By utilizing neuro-symbolic techniques in the loop, LAM sits on the very frontier of interdisciplinary scientific research in language modeling (LM), programming languages (PL), and formal methods (FM). Traditionally, the PL/FM community has focused on symbolic techniques — solver technologies that rely on logical principles of induction, deduction, and heuristic search. While these symbolic techniques can be highly explainable and come with strong guarantees, they suffer from a scalability limit. By contrast, recent innovations in the LM community are grounded in machine learning and neural techniques: while highly scalable, they suffer from a lack of explainability and come with no guarantees of the output produced. Inspired by the success of machine learning and neural techniques, the PL/FM community has recently made waves of progress on neuro-symbolic methods: by putting together neural techniques (such as LLM) and symbolic ones, one ends up combining the best parts of both worlds, making the task of creating scalable and explainable learning agents a feasible one. Yet to date, no one has put cutting-edge neuro-symbolic techniques into production — LAM seeks to pioneer this direction.

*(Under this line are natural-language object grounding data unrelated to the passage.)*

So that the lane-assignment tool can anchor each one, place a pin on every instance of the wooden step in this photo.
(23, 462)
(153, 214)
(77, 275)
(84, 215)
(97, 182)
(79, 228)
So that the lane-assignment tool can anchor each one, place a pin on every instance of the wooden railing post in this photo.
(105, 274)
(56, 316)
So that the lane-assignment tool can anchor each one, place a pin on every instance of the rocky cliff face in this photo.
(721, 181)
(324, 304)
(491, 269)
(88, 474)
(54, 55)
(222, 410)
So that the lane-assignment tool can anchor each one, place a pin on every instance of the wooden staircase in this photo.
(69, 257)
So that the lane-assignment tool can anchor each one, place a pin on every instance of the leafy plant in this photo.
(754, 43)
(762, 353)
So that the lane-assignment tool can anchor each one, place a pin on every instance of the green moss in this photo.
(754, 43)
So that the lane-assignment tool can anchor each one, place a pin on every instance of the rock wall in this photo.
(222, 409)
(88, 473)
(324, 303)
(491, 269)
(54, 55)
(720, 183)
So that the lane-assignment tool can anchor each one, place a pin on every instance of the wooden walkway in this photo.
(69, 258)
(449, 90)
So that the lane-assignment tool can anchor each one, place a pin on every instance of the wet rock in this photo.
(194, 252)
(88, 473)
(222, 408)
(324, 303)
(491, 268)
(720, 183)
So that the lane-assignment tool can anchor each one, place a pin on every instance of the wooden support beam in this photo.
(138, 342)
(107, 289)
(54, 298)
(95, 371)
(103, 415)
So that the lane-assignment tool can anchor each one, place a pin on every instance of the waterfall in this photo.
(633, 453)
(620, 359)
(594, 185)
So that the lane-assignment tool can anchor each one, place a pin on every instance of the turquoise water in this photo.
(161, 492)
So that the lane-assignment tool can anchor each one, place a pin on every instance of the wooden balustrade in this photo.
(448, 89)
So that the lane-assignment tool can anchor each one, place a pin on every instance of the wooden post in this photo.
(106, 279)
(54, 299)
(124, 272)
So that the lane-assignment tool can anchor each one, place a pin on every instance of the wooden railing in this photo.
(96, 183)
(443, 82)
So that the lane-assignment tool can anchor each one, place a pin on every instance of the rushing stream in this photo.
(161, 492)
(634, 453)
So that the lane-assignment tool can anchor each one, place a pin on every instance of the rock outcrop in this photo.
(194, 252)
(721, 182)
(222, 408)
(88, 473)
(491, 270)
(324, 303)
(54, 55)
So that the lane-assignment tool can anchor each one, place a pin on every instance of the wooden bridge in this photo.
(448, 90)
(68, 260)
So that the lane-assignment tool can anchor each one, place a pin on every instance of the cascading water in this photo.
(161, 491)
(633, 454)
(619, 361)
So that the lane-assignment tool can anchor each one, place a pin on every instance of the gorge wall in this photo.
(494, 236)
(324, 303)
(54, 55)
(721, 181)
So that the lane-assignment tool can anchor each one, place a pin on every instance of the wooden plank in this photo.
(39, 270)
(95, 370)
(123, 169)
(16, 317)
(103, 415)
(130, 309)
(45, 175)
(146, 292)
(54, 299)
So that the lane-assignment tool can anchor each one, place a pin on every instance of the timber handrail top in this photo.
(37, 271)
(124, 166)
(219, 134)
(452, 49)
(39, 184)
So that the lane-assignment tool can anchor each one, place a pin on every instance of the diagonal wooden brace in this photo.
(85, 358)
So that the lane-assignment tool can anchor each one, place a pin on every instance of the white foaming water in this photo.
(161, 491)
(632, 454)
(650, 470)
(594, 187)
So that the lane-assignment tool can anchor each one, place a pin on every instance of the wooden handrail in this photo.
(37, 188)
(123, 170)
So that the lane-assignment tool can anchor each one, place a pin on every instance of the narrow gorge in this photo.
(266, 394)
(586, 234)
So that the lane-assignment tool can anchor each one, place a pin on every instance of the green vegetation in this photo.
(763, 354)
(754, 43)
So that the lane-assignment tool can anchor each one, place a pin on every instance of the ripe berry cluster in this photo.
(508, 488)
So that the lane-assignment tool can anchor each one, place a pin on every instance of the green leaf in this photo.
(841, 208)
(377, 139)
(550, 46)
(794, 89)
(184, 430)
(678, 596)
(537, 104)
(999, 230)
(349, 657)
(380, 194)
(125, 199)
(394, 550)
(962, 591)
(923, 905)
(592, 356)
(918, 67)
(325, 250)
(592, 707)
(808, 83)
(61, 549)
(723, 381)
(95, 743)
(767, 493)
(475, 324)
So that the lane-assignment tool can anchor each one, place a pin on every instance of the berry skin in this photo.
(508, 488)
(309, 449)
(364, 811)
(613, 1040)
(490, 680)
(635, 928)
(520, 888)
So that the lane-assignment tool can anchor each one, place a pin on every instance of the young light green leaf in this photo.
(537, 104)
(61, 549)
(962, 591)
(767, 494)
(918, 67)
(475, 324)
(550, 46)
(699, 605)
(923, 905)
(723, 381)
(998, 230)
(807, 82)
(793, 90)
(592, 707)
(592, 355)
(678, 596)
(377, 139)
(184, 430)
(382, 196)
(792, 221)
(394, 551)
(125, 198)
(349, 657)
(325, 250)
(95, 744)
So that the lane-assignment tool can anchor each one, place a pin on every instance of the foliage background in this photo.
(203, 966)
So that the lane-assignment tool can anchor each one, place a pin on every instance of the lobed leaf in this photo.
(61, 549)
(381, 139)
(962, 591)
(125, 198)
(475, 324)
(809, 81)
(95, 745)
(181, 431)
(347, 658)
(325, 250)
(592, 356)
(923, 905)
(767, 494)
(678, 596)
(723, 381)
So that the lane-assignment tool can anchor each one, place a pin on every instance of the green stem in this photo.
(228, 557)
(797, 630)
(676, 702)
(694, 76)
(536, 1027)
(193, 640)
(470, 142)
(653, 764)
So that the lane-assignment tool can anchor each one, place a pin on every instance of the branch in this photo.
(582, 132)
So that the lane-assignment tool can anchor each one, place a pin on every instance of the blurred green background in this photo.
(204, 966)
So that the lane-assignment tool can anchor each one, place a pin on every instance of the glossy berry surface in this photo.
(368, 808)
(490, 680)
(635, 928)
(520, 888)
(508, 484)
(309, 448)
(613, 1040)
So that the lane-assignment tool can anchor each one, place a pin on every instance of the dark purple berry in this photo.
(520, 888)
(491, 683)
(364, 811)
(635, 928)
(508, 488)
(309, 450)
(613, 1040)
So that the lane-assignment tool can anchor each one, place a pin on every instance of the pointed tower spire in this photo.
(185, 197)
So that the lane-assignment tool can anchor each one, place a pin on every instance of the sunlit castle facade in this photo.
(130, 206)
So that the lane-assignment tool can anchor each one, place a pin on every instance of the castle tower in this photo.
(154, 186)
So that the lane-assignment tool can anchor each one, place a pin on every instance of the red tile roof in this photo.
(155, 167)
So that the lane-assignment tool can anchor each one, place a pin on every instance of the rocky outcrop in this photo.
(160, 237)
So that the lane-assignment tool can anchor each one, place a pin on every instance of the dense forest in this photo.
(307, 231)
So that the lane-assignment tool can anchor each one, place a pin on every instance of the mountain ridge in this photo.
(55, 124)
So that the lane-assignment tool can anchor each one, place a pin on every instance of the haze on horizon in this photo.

performing actions responsibly & reliably
LAM does not live in a vacuum. In order to efficiently leverage the power of LAM to execute tasks on behalf of users on dedicated hardware, we designed new platforms to schedule and manage LAM- powered routines. In addition, LAM interacts with applications designed for humans. This means that knowing only how to perform an objective is not sufficient: LAM and their peripheral software need to know how to do it in a humanizing, respectful way. This is further broken down into several key elements, in addition to our core model development, to support our system:
early signs of LAM competitiveness in web navigation tasks
Web environments, along with mobile and desktop environments, are of interest to LAM. Additionally, the task of web navigation assesses a subset of actions that we care about. Although recent web navigation algorithms have shown human-level performance in a simulated environment (MiniWoB++), they still struggle on real websites. When tested on the MindWeb benchmark dataset, the most effective method only achieves an accuracy of 70.8% in locating the target element. Since the latency is not reported in the respective works, we have omitted the column.
We provide a preliminary evaluation of LAM using our internal benchmark. The dataset comprises 283 episodes, consisting of 17 tasks gathered from 14 different real-world websites, including Airbb, Google Flights, Shein, Spotify, and others. We have evaluated both a purely neural approach and a neuro-symbolic approach. While the pure neural- based method demonstrates competitive performance in locating the target element, incorporating the symbolic method significantly improves accuracy and latency.
- Cloud infrastructure to spin up environments for such AI to be able to behave like a human because most software requires its user to behave like a human, however they define and determine it. We have built a special cluster of virtualized environments that can run LAM on consumer applications, whether in testing or production. It provides an advanced level of security and scalability, enabling us to rapidly prototype our foundation model research.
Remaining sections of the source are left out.